Ariane Mole (Bird & Bird) : « Annoncer en amont un temps de conservation peut être un vrai casse-tête »
Décideurs. Quelle est la principale ambition de ce texte en matière de données ?
Ariane Mole. L’objectif premier est de protéger la vie privée en ligne. Le projet de loi prend en considération le fait que les données personnelles sont en danger lorsqu’elles sont en ligne et qu’il y a une protection spécifique à leur apporter. Cette affirmation n’existe pas dans la loi actuelle. Parmi les évolutions décisives, citons aussi la protection consolidée des données des mineurs et la protection des nouvelles violations de l’intimité des personnes, soulignée par la condamnation pénale du revenge porn.
Décideurs. Le projet de loi est-il porteur d’opportunités pour les entreprises ?

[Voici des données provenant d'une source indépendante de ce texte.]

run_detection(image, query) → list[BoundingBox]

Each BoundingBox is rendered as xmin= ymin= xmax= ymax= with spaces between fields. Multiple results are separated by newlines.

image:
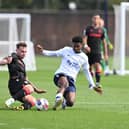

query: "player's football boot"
xmin=53 ymin=93 xmax=63 ymax=110
xmin=13 ymin=105 xmax=24 ymax=111
xmin=93 ymin=86 xmax=103 ymax=95
xmin=96 ymin=82 xmax=102 ymax=88
xmin=5 ymin=98 xmax=15 ymax=108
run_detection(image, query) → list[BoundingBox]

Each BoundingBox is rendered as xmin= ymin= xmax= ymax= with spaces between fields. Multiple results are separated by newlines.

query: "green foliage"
xmin=0 ymin=0 xmax=128 ymax=10
xmin=1 ymin=0 xmax=32 ymax=9
xmin=108 ymin=0 xmax=124 ymax=10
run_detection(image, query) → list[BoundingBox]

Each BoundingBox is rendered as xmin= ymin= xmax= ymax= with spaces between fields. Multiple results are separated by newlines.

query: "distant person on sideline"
xmin=99 ymin=18 xmax=113 ymax=76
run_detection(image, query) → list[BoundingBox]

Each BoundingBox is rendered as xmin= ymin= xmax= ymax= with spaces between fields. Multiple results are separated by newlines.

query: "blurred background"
xmin=0 ymin=0 xmax=126 ymax=51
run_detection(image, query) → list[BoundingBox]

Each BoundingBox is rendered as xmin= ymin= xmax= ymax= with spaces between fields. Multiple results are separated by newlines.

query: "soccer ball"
xmin=35 ymin=98 xmax=49 ymax=111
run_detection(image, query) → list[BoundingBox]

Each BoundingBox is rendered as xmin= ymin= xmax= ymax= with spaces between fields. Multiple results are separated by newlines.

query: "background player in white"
xmin=37 ymin=36 xmax=102 ymax=110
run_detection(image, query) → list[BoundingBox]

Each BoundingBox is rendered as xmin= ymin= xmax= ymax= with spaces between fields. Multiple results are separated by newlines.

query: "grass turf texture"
xmin=0 ymin=56 xmax=129 ymax=129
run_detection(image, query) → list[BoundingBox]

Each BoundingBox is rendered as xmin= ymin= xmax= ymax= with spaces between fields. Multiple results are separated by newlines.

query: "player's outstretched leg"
xmin=5 ymin=87 xmax=27 ymax=108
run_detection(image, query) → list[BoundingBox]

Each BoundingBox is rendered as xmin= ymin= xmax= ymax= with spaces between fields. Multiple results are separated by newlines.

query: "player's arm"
xmin=106 ymin=37 xmax=113 ymax=50
xmin=82 ymin=61 xmax=103 ymax=95
xmin=33 ymin=84 xmax=47 ymax=94
xmin=108 ymin=42 xmax=113 ymax=50
xmin=103 ymin=39 xmax=108 ymax=61
xmin=0 ymin=56 xmax=12 ymax=65
xmin=37 ymin=44 xmax=60 ymax=56
xmin=83 ymin=67 xmax=95 ymax=89
xmin=104 ymin=28 xmax=113 ymax=50
xmin=27 ymin=79 xmax=47 ymax=94
xmin=83 ymin=28 xmax=91 ymax=53
xmin=37 ymin=44 xmax=65 ymax=57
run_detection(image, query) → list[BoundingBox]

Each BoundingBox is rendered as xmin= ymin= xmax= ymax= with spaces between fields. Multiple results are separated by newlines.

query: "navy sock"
xmin=22 ymin=101 xmax=32 ymax=110
xmin=95 ymin=72 xmax=101 ymax=83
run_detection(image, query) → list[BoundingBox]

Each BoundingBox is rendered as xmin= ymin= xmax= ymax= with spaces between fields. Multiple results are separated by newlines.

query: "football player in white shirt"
xmin=37 ymin=36 xmax=103 ymax=110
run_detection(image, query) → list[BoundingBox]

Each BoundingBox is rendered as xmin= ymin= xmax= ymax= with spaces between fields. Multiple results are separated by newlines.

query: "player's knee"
xmin=58 ymin=77 xmax=69 ymax=88
xmin=95 ymin=63 xmax=102 ymax=73
xmin=66 ymin=100 xmax=74 ymax=107
xmin=97 ymin=66 xmax=102 ymax=74
xmin=23 ymin=85 xmax=34 ymax=95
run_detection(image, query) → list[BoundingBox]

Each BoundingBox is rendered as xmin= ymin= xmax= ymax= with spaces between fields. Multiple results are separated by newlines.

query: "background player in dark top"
xmin=0 ymin=42 xmax=46 ymax=110
xmin=83 ymin=15 xmax=108 ymax=87
xmin=99 ymin=18 xmax=113 ymax=76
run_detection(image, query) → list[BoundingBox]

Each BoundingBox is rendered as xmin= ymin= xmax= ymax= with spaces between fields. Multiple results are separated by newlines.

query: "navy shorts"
xmin=53 ymin=73 xmax=76 ymax=94
xmin=87 ymin=53 xmax=101 ymax=65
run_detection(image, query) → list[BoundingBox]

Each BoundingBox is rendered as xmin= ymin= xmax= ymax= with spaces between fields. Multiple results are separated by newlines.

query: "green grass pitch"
xmin=0 ymin=56 xmax=129 ymax=129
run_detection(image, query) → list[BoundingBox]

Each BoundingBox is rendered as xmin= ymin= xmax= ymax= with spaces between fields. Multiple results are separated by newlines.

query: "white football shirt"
xmin=43 ymin=47 xmax=95 ymax=87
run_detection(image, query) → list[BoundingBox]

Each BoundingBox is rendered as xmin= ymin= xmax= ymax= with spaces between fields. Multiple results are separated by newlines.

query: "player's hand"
xmin=108 ymin=43 xmax=113 ymax=50
xmin=34 ymin=87 xmax=47 ymax=94
xmin=4 ymin=57 xmax=12 ymax=64
xmin=84 ymin=45 xmax=91 ymax=53
xmin=36 ymin=44 xmax=43 ymax=53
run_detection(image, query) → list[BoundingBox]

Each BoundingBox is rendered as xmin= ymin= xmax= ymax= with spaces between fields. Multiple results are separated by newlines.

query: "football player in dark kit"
xmin=0 ymin=42 xmax=46 ymax=110
xmin=83 ymin=15 xmax=108 ymax=88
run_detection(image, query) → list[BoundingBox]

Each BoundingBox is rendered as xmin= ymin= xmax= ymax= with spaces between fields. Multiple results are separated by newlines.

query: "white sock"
xmin=5 ymin=98 xmax=15 ymax=107
xmin=56 ymin=93 xmax=63 ymax=101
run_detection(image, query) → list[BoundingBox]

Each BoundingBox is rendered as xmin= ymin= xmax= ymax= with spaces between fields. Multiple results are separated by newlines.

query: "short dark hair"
xmin=92 ymin=12 xmax=101 ymax=17
xmin=16 ymin=42 xmax=27 ymax=49
xmin=72 ymin=36 xmax=82 ymax=43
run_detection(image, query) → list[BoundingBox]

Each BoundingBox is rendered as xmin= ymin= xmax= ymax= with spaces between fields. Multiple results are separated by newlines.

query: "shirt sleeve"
xmin=83 ymin=26 xmax=90 ymax=36
xmin=101 ymin=28 xmax=105 ymax=40
xmin=42 ymin=47 xmax=67 ymax=57
xmin=82 ymin=56 xmax=95 ymax=88
xmin=83 ymin=66 xmax=95 ymax=88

A. M. Il est clair que pour les entreprises, le texte est plutôt synonyme de nouvelles obligations et de nouveaux risques. En de nombreux points, ce projet de loi anticipe les dispositions du futur règlement européen, adopté le 15 décembre et qui devrait entrer en vigueur dans deux ans. Le renforcement des pouvoirs de sanctions de la Cnil l’illustre : de 150 000 euros, le plafond des amendes dans son champ d’intervention passe à vingt millions d’euros (ou 4 % du chiffre d’affaires mondial). D’autre part, les violations de la loi informatique et liberté pourront aussi faire l’objet d’actions collectives par le biais d’associations. Comme le sujet des données personnelles est très sensible et que les utilisateurs s’approprient cette question, cette nouveauté peut être déterminante. Dernier point crucial, les entreprises devront communiquer sur la durée de conservation des données personnelles collectées. Ce sujet est très complexe car cette période de stockage peut varier en fonction des utilisations. Annoncer en amont un temps de conservation peut être un vrai casse-tête. Des plans d’action doivent être mis en place.
Décideurs. Ce projet de loi a été adopté à la quasi-unanimité. Certains éléments ont-ils été oubliés par les législateurs ?
A. M. Les nouvelles dispositions protégeant les mineurs prévoient une « obligation d’effacer sur demande les données collectées dans le cadre de l’offre de services de la société de l’information ». L’introduction de ce droit a pour objet d’apporter une garantie particulière aux mineurs qui auraient notamment mis en ligne des informations susceptibles de leur porter préjudice. Toutefois, il n’y a pas dans le projet de loi de définition de la notion d’ « offre de services de la société de l’information ». Il existe bien une définition dans une directive européenne, mais elle les définit comme des services payants. Il faut donc espérer qu’il ne faudra pas se référer à cette définition, car le nouveau droit à l’effacement pour les mineurs risquerait de rater son objectif ; la grande majorité des services internet utilisés par les mineurs étant non payants…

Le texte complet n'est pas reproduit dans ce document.